How important are specific certifications? I think they are very important, as it's about brand confidence. We are all looking for validation points. For anyone looking to get ahead in the tech industry, gaining a recognised qualification can be key when it comes to securing a role, as certifications are a mark of expected quality in any market, thereafter it's down to performance.

What are the three skills or abilities you look for in prospective candidates?  At Mastek we recruit around the three criteria of our value system:

Heart (60%) which is about values as they tend to be hard-wired and difficult to change

Head (30%) which is your intellect and attitude to learning

Hands (10%) which is about your experience

What would put you off a candidate? Candidates that have inconsistencies between the narrative of what they are talking about and their achievements. If they're talking about leadership but have never led anyone, it immediately raises a red flag. Today, when everyone leaves a digital footprint it's important that the professional person is the same as the private person. When under pressure, which personality would come through.
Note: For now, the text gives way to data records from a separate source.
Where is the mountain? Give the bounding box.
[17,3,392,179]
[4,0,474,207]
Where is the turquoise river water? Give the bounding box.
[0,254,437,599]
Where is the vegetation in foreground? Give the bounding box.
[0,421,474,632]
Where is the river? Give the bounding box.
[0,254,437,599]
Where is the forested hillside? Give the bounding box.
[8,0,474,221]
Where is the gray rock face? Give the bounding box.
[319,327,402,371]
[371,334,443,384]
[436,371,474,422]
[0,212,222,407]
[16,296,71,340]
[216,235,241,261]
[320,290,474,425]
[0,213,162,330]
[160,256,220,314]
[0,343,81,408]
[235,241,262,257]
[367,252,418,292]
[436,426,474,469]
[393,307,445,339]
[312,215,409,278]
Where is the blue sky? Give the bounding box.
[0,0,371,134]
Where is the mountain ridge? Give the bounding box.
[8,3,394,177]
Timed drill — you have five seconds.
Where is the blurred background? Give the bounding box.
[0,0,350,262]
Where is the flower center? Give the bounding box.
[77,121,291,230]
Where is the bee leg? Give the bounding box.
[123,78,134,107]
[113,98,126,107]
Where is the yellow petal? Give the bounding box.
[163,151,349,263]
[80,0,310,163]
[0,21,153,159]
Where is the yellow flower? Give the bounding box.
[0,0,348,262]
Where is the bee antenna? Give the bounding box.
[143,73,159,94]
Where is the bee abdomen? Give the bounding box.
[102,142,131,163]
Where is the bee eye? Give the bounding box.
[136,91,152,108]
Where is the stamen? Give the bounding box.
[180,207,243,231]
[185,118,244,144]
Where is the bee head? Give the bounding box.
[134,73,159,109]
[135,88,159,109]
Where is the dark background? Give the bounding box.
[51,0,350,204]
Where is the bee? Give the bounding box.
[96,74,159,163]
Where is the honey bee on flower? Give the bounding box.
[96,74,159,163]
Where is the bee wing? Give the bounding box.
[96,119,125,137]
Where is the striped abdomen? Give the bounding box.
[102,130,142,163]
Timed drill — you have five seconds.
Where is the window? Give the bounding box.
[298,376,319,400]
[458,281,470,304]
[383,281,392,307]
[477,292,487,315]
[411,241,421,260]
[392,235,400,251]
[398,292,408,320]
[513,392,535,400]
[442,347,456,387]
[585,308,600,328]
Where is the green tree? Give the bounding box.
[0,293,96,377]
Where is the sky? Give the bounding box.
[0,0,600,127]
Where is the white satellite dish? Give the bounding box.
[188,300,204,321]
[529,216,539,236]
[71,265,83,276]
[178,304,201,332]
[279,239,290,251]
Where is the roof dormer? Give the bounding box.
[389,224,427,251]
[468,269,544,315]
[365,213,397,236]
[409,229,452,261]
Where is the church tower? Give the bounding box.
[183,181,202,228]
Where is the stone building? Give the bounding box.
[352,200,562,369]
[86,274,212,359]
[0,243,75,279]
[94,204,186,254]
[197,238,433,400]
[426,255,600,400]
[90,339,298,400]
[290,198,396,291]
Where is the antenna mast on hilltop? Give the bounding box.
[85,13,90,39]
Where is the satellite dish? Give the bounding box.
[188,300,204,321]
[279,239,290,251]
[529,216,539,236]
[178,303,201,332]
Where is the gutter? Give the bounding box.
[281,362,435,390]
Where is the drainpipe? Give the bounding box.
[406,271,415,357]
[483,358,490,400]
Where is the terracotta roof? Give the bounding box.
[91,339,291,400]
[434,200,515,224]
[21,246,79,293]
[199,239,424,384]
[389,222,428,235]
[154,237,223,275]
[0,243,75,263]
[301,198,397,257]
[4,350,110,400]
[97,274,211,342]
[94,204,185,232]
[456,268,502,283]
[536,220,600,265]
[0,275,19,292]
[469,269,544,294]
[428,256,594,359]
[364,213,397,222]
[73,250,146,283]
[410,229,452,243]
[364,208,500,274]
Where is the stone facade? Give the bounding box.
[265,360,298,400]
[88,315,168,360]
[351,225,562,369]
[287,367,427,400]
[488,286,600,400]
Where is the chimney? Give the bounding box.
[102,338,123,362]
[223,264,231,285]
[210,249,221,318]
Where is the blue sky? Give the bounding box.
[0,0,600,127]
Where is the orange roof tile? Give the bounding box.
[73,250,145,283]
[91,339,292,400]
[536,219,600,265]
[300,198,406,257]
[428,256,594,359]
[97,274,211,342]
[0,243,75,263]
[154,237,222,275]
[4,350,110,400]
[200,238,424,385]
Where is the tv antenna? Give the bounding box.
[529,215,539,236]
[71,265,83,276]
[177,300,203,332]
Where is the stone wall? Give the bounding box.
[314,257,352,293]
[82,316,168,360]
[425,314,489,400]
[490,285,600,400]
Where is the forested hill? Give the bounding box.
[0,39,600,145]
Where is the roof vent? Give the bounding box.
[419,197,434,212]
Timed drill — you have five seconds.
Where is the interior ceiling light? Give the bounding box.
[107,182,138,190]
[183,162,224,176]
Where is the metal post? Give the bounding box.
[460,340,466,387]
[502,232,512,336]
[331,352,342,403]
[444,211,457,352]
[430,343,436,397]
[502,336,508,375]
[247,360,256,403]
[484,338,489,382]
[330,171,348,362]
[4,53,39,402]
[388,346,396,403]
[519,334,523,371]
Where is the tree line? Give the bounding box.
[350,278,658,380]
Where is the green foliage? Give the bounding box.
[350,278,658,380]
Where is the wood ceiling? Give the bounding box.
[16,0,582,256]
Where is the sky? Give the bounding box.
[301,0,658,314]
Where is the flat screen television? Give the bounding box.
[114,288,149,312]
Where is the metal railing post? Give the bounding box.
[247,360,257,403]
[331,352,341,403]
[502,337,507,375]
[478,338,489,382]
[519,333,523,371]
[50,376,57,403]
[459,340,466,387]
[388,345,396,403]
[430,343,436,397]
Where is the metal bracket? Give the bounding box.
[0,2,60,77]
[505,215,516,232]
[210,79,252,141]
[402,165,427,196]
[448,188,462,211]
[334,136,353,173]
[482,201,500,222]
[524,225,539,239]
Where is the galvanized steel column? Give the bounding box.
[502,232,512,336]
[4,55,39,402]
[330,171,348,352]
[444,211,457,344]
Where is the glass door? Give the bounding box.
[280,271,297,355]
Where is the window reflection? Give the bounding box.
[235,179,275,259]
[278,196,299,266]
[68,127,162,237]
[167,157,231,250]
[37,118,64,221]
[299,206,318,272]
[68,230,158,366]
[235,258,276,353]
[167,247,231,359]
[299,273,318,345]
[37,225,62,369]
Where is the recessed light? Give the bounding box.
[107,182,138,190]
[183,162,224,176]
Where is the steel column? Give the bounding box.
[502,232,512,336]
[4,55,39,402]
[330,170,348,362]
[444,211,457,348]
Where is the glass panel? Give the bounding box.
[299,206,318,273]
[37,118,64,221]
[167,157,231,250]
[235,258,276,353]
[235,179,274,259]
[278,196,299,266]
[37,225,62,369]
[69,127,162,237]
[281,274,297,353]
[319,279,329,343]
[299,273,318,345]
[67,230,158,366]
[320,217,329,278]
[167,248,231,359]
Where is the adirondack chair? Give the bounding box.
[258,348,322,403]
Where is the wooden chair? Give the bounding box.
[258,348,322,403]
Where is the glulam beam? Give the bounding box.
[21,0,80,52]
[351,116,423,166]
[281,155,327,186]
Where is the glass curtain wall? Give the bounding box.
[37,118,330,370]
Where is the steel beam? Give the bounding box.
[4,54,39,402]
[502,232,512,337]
What are the most common mistakes made by candidates in an interview? How can those mistakes be avoided? Again, there seems to be a lot of inconsistencies between people's CVs, job profiles and social media profiles. I think it's important that candidates are transparent about their previous roles and experiences and inflating your expertise is a quick way to alienate your interviewer. If you don't know the answer to a question, it's better to be up front about it.

Do you think it is better to have technical or business skills - or a mix of both? I think it's important to have an appreciation of both skills. It's alright being a smart engineer, but if you can't communicate how the technology is going to work, it can be very frustrating and hinder adoption. Likewise, it's also important to respect the technical teams input and perspective. Diverse teams tend to win in the long run and the ability to be authentic and bridge both camps is the real key to success.